The main focus of our research is the investigation of the in situ remodeling of vascular bioengineered implants in vivo. In a series of experiments our group has demonstrated the successful in vitro manufacture and in vivo implantation of different vascular bioengineered structures, including tissue engineered vascular grafts, heart valves, venous valves or vascular patch materials. In spite of the success in creating these replacement structures in vitro, only little is known about the actual remodeling mechanisms in vivo.
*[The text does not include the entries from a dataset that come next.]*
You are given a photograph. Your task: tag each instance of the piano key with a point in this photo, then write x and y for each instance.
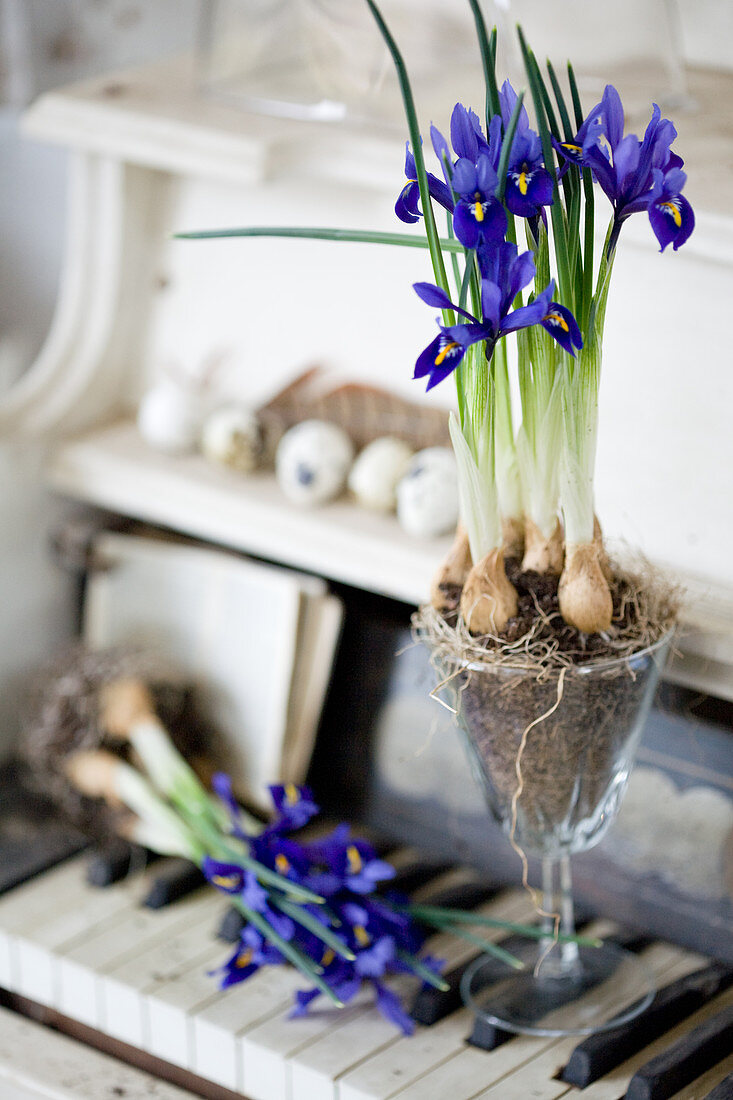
(218, 1029)
(30, 906)
(264, 1051)
(216, 1026)
(116, 861)
(488, 1036)
(231, 925)
(524, 1067)
(598, 1054)
(723, 1090)
(123, 986)
(176, 880)
(37, 1064)
(81, 966)
(359, 1070)
(687, 1059)
(715, 1078)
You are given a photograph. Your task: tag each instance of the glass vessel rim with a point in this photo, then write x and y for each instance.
(584, 670)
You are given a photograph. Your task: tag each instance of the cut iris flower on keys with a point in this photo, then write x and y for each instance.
(312, 902)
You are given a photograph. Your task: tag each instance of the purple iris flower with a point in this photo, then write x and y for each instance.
(349, 864)
(221, 787)
(504, 273)
(670, 213)
(528, 183)
(407, 206)
(635, 175)
(229, 878)
(295, 806)
(252, 952)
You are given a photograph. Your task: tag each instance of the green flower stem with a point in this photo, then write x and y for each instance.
(485, 945)
(423, 971)
(299, 960)
(411, 113)
(323, 233)
(314, 925)
(488, 47)
(433, 913)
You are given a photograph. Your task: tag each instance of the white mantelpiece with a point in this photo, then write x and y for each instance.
(151, 156)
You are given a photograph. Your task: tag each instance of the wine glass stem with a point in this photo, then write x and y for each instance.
(557, 900)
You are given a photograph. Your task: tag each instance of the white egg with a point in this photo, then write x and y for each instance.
(427, 495)
(374, 475)
(231, 436)
(313, 461)
(170, 416)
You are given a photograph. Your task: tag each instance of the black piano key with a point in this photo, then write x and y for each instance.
(414, 876)
(231, 925)
(723, 1090)
(176, 880)
(687, 1059)
(430, 1004)
(467, 894)
(116, 861)
(599, 1054)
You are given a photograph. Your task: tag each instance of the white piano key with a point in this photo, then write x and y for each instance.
(316, 1069)
(89, 910)
(526, 1066)
(168, 1009)
(406, 1066)
(218, 1027)
(123, 986)
(615, 1082)
(264, 1052)
(40, 1064)
(81, 967)
(28, 905)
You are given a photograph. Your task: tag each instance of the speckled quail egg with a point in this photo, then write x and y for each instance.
(427, 495)
(231, 436)
(170, 416)
(374, 475)
(313, 461)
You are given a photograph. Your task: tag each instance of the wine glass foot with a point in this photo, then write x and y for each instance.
(604, 988)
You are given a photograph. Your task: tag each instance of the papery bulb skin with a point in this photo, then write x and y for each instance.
(489, 600)
(513, 535)
(450, 576)
(540, 553)
(583, 593)
(602, 556)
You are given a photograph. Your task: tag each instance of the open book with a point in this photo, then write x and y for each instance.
(256, 642)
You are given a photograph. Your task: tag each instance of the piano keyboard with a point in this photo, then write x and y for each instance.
(140, 976)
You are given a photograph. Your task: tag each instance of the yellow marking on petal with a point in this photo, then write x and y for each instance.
(446, 351)
(673, 209)
(555, 318)
(226, 881)
(361, 935)
(292, 794)
(354, 859)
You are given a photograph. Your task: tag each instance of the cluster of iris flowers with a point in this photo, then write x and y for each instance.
(635, 175)
(349, 933)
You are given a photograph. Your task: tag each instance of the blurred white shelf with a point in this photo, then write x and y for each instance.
(112, 468)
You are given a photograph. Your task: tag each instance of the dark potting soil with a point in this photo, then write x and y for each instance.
(537, 597)
(580, 728)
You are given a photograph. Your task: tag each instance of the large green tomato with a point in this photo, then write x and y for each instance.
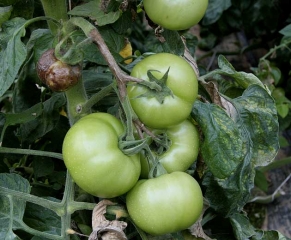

However, this knowledge is of critical importance with regards to guiding the cellularization, scaffold (bio)degradation, and de-novo tissue formation in vivo. Therefore, our group has initiated several projects with this common denominator of elucidating mechanisms of in situ remodeling of vascular bioengineered structures. This includes in particular:
i) identification of cell-mediated mechanisms of host cell and progenitor cell attraction via release of paracrine factors (secretome),
ii) analysis of the influence of different bioengineered matrix components on the cellular in situ remodeling,
iii) analysis of changes in the extracellular matrix architecture and remodeling in bioengineered constructs in vivo,
iv) assessment of immunological phenomena and cell types involved in the remodeling of bioengineered constructs in vivo,
v) assessment of novel minimally invasive/microsurgical implantation technologies of bioengineered constructs,
vi) investigation of cellular reprogramming techniques (including iPS cells) for the generation of ideal cellular phenotypes for vascular bioengineering, and
vii) development of bioengineered disease model systems for the in vitro modeling of human (cardio)vascular diseases.